Daily Active Users:        1 billion
Videos on Platform:        2 billion
Daily Video Views:         5 billion
Average Views/Second:      ~58,000
Peak Views/Second:         ~200,000
View Event Size:           ~500 bytes
Daily Data Volume:         ~2.5 TB

2. High-Level Architecture

3. Core Components Deep Dive

3.1 Data Model

View Event Schema:

{
  "event_id": "uuid",
  "video_id": "string",
  "user_id": "string",
  "timestamp": "long",
  "region": "string",
  "category": "string",
  "watch_duration": "int",
  "device_type": "string"
}

3.2 Stream Processing Pipeline

Stream Processing Flow:

Validation Stage: Filter duplicates, validate schema, check fraud
Counting Stage: Update Count-Min Sketch for approximate counts
Aggregation Stage: Maintain heap-based Top-K
Windowing Stage: Time-based aggregations (tumbling/sliding windows)

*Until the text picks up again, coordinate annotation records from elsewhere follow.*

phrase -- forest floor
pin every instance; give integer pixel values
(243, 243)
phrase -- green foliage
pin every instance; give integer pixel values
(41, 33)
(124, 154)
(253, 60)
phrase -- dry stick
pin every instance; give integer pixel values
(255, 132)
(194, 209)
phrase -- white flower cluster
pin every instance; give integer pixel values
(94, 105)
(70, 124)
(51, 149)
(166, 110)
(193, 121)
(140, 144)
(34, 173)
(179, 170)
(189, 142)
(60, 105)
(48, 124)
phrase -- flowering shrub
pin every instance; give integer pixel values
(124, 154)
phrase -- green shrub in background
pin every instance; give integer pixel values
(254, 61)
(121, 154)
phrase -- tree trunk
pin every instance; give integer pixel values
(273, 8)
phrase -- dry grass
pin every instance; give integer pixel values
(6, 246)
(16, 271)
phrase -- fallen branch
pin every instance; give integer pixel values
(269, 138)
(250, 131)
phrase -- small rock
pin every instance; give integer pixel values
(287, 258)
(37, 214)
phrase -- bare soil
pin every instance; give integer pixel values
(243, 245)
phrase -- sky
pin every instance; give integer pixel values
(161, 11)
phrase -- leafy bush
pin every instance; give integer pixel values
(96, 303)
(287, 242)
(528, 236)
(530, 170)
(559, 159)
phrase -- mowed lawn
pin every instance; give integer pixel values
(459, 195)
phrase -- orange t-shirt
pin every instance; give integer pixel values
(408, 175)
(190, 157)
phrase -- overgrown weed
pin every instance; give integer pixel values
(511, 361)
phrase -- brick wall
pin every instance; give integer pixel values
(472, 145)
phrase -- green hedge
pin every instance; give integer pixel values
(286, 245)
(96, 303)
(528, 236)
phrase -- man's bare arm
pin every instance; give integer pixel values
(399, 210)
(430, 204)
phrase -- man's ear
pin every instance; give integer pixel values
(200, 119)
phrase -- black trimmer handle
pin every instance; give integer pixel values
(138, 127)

4. Count-Min Sketch Implementation

What is Count-Min Sketch?

A probabilistic data structure that estimates frequency of events in a stream using sub-linear space.

Key Properties:

Space: O(w × d) where w = width, d = depth
Update Time: O(d)
Query Time: O(d)
Overestimates, never underestimates
Error bound: ε with probability δ

Count-Min Sketch Algorithm

Parameters:

ε (epsilon): Error tolerance (e.g., 0.01 = 1% error)
δ (delta): Confidence (e.g., 0.99 = 99% confidence)
Width (w): ⌈e/ε⌉ ≈ 272 for ε=0.01
Depth (d): ⌈ln(1/δ)⌉ ≈ 5 for δ=0.01

Update Operation:

For each hash function h_i (i = 1 to d):
    index = h_i(video_id) mod w
    counter[i][index] += 1

Query Operation:

estimated_count = MIN(counter[i][h_i(video_id) mod w]) for all i

Why Count-Min Sketch for YouTube?

Memory Comparison:

Approach	Memory Required
Exact Counters (2B videos)	16 GB (8 bytes × 2B)
Count-Min Sketch	~10 MB (272 × 5 × 8 bytes)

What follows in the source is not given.